Lake campaigned on the idea of election fraud from the start, and claimed the 2022 election was stolen from her before the count was even confirmed. Lake received an endorsement from former President Donald Trump, who claimed without evidence that the 2020 presidential election was stolen from him as well. From there, election conspiracy theories spread throughout Arizona politics, inspiring dozens of bills Arizona Republicans claimed were needed to bolster election security that Hobbs ultimately vetoed. It also inspired a joint elections committee hearing in February resulting in the expulsion of Liz Harris from the House of Representatives, after guest speakers she had approved of accused lawmakers and other local officials of taking bribes from the Sinaloa Cartel and the Church of Latter Day Saints. 

“There’s a reason we’re the laughing stock of elections,” Lake said after the trial. “There’s a reason Arizonans don’t trust in our electoral system here.”

Rather than corruption or incompetence of county officials, Liddy chalked the mistrust up to “misinformation, lies and filth being broadcast all over the internet 24 hours a day.”

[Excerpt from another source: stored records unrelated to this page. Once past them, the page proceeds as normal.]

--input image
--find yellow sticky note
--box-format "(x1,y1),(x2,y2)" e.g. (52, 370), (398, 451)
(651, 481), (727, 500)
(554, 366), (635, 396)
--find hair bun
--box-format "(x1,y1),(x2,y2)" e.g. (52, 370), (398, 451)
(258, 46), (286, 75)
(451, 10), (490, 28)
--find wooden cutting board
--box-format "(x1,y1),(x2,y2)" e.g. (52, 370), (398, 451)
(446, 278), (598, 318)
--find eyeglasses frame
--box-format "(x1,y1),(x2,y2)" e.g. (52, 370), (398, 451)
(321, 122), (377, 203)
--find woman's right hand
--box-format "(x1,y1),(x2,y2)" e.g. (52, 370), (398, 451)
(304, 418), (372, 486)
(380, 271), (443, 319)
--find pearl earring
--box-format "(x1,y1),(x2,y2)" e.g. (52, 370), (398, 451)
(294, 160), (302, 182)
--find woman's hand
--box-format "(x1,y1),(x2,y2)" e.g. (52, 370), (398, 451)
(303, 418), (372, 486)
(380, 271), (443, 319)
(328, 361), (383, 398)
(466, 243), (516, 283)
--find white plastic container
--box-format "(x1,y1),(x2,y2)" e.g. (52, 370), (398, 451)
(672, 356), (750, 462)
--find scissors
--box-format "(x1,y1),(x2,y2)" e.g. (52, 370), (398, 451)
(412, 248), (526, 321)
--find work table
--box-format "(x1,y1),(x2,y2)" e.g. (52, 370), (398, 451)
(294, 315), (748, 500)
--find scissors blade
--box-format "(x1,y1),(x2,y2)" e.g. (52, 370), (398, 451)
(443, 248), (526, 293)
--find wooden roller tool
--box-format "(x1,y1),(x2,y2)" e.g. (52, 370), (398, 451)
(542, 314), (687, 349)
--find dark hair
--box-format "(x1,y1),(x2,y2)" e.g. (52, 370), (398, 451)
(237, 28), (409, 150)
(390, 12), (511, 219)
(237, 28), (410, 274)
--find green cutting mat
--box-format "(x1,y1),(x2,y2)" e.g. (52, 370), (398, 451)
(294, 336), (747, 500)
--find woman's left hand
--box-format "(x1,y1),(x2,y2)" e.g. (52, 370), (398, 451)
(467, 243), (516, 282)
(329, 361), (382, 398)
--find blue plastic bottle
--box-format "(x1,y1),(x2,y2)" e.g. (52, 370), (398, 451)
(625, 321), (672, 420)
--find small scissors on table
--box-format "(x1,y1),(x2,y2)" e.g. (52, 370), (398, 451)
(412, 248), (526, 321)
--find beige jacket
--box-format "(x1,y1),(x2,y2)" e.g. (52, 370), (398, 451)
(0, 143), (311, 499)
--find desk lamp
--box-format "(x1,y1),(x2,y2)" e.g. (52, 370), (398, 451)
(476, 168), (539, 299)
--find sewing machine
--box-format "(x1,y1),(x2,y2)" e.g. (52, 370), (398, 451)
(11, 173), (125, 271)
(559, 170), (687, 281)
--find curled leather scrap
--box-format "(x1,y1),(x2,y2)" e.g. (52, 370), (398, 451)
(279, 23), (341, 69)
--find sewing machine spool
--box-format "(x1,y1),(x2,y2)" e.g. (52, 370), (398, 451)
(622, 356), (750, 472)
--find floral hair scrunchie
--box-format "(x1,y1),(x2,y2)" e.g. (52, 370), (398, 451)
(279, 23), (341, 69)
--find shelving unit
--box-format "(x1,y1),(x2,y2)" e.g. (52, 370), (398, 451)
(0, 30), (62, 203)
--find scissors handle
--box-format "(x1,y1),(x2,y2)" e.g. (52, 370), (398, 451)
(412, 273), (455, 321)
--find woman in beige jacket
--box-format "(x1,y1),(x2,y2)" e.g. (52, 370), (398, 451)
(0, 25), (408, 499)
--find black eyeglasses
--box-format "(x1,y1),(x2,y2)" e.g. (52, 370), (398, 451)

“It’s just so possible that some of the folks out there are losing confidence in our elections because they’re reading that stuff,” he said. 

Lake, sitting in the back of the courtroom, scowled as Liddy addressed Judge Thompson.

“Lake has completely failed,” Liddy said. “End this. Let’s move on. Let’s grow up.”

But Olsen asked Thompson to order a new election.

“Trust must be restored,” he said.

Attorneys expect Thompson to rule within five days.